あの時のシウスの暴れ方を見るにとても営業が続けられる程度で済んでいるとは思えない…本当にどうするか…そう考えているとドアが開かれ、そちらを見ると先程の兵士が廊下に立っていた。

 

「……待たせたな。」

 

「いえ、大丈夫です。」

 

「そうか…」

 

兵士が中に入って来て椅子に座り、溜め息を吐く…いなかったのはせいぜい数分くらいの筈だがかなり疲れている様だ…

 

「あの…何かあったんですか…?」

 

「ん…そうだな、お前には伝えるべきか…お前と同じく店で暴れた仲間…シウス・ウォーレンだが、たった今収監された。」

 

「…は?え?シュウカン…?」

 

シュウカン…週間…習慣…収監!?

 

「本来なら…店主に金さえ払えるならせいぜい厳重注意と数日拘束するぐらいで済むかもしれんが…アレでは駄目だな…残念だが、しばらくは外には出せない。」

 

「……シウスは…何をしたんですか…?」

 

「…こちらにも非が無かったとは言わない。奴の取り調べの担当者がかなり奴に高圧的に当たった様でな…奴がそいつを殴って怪我をさせてしまったんだ…奴は今さっきまで部屋で暴れていた…一応内容が内容だから上に掛け合ったが、まぁ…決定は覆らんだろう…そう長くはならんだろうが奴はもう…しばらくは牢から出られん。

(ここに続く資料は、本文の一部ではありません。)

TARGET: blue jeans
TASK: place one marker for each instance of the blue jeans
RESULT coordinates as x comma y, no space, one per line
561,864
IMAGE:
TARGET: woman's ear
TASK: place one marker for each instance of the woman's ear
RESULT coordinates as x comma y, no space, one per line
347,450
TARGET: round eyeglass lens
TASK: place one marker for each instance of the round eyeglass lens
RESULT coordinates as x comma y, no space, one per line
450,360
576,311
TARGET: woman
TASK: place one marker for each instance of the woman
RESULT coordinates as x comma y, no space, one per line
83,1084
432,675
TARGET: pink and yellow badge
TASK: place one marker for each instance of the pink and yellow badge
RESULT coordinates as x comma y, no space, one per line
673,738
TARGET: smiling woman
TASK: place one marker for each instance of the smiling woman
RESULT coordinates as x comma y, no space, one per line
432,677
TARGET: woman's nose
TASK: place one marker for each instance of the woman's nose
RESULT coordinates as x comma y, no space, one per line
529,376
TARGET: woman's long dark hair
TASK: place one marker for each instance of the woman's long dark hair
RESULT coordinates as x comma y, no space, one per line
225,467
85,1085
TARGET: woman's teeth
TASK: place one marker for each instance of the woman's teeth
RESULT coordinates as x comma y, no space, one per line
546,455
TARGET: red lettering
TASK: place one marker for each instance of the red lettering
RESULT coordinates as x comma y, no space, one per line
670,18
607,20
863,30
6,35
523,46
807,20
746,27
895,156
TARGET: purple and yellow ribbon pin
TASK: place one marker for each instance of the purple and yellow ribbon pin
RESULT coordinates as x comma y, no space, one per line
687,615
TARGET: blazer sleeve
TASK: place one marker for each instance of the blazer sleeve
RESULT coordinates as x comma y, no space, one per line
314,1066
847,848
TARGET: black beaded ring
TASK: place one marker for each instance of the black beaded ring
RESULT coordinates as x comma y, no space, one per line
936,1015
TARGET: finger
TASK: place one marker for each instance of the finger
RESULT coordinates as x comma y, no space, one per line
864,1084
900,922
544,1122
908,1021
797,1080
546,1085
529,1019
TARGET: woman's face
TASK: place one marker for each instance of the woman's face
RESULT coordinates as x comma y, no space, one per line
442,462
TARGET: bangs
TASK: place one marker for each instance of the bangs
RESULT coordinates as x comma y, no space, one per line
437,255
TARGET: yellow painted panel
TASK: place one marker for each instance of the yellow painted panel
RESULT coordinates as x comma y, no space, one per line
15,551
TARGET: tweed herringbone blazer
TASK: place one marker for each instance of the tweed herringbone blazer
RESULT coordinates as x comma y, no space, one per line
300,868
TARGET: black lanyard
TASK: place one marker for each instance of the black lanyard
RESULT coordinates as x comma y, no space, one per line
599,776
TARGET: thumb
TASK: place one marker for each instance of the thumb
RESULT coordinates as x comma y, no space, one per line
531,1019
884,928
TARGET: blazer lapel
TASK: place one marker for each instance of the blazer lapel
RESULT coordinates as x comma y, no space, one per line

」

 

「そう、ですか…」

 

「先に言っておくと…この事でお前がとばっちりを食う事は無いからそこは安心してくれて良い…店の損害費は店主と話し合ってどうするか決める事にはなるだろうし、お前に対する処遇も正式には決まってないがそうだな…お前たちは仕事を請け負っているのだろう?この取り調べが終わったらお前とラティクス・ファーレンスは一度釈放する…明日早朝、お前らにはもう一人の仲間…イリア・シルベストリとこの町を発って貰う。荷物を届けたらまたここに顔を出せ。」